Banque de France invites banks to collaborate with fintechs

Banque de France comes to the defense of fintechs. On the occasion of a day of reflection dedicated to fintechs, the Autorité des marchés, the Banque de France and the government called banks to order, insisting on the importance of collaboration with fintechs, following recent tensions over open banking.

Collaboration with fintechs: banks called to order

Monday October 11 saw the annual Fintech Forum, organized by the Autorité de contrôle prudentiel et de résolution (ACPR) and the Autorité des marchés (AMF). The event brings together numerous fintechs, the Banque de France and the French government.

Introducing the event, Banque de France Governor François Villeroy de Galhau reminded banks of the importance of working with fintechs, which he described as " key players " in the financial sector, and which they intend to modernize through their various innovations.

" I call on banks to support the transformation of the financial system constructively, without excessive fear," said François Villeroy de Galhau, who believes that the real threat comes from the GAFAs. " If banks and fintechs didn't each know how to innovate, and often innovate together, the big techs would pick up the slack," he added.

For his part, Cédric O, Secretary of State for Digital Transition and Electronic Communications, has called for us to ask ourselves " how we can, together, move faster ", rather than trying to resist " the emergence of new players ".

The Autorité des marchés financiers (French financial markets authority) took a similar stance: its chairman, Robert Ophèle, raised the issue of regulation. For him, while regulation should not be aimed solely at protecting banks at the expense of fintechs, it does need to be strengthened to avoid blockages and tensions.

Banks and fintechs: tensions surrounding open banking

This call to order, issued by financial regulators and the government to the banks, follows the tensions generated by recent remarks by Nicolas Théry, Chairman of the French Banking Federation (FBF).

In an interview with the French daily Les Echos at the end of September, Nicolas Théry said he didn't believe in open banking, which allows non-banking players, mainly fintechs, to access the customer data of various banking establishments. Thanks to this data, collected with customer consent, fintechs can develop applications and new services.

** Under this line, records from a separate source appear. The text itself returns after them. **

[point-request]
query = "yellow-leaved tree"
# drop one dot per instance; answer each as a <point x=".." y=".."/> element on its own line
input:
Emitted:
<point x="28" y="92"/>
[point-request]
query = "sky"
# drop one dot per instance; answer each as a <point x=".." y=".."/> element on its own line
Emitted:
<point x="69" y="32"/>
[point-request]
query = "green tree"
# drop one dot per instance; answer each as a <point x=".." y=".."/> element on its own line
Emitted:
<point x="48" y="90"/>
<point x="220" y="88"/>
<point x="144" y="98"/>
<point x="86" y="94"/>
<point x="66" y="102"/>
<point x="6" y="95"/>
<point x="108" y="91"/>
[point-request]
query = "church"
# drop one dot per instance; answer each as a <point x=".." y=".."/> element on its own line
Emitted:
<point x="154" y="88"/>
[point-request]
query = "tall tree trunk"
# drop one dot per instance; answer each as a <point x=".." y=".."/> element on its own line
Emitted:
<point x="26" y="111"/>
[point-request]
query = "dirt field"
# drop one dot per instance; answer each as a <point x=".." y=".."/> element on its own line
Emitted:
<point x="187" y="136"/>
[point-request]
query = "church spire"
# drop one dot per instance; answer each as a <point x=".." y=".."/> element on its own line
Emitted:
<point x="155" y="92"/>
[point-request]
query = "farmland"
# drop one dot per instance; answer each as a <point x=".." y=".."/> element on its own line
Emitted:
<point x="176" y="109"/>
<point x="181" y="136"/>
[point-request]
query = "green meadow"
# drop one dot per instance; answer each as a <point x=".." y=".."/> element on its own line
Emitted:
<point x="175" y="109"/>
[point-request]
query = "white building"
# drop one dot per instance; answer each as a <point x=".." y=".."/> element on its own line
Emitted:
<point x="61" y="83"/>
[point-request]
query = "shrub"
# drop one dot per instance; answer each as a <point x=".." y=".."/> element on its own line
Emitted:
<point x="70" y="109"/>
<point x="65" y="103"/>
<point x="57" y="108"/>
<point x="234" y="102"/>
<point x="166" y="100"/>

Since the second European Payment Services Directive (PSD2) came into force in 2018, open banking has been an obligation for banks, something that the President of the French Banking Federation seems to regret, believing that " the requirement for confidentiality and digital privacy are non-negotiable", adding that " banking data should be inalienable ".

The FBF's stance drew strong reactions from fintechs, who expressed their views in an article published by the France Fintech association. For them, these comments were from another era, and took them " several years back in time ". They also pointed out that they are " regulated and supervised by the same regulators as banks ", namely the CNIL, AMF and ACPR, a further guarantee of bank data protection.

However, the position of the President of the French Banking Federation is far from shared by all banking players. Crédit Mutuel Arkéa, for example, recently reiterated its interest in open banking, while the head of the BPCE group, Laurent Mignon, said he was more concerned about GAFAs than neobanks.

In the United States, some banking groups have allowed themselves to be seduced by collaboration with GAFA, and are already beginning to bitterly regret it. Several American banks are demanding a reduction in the commissions they pay Apple for each transaction carried out via the Apple Pay payment service. The battle promises to be long and the outcome more than uncertain.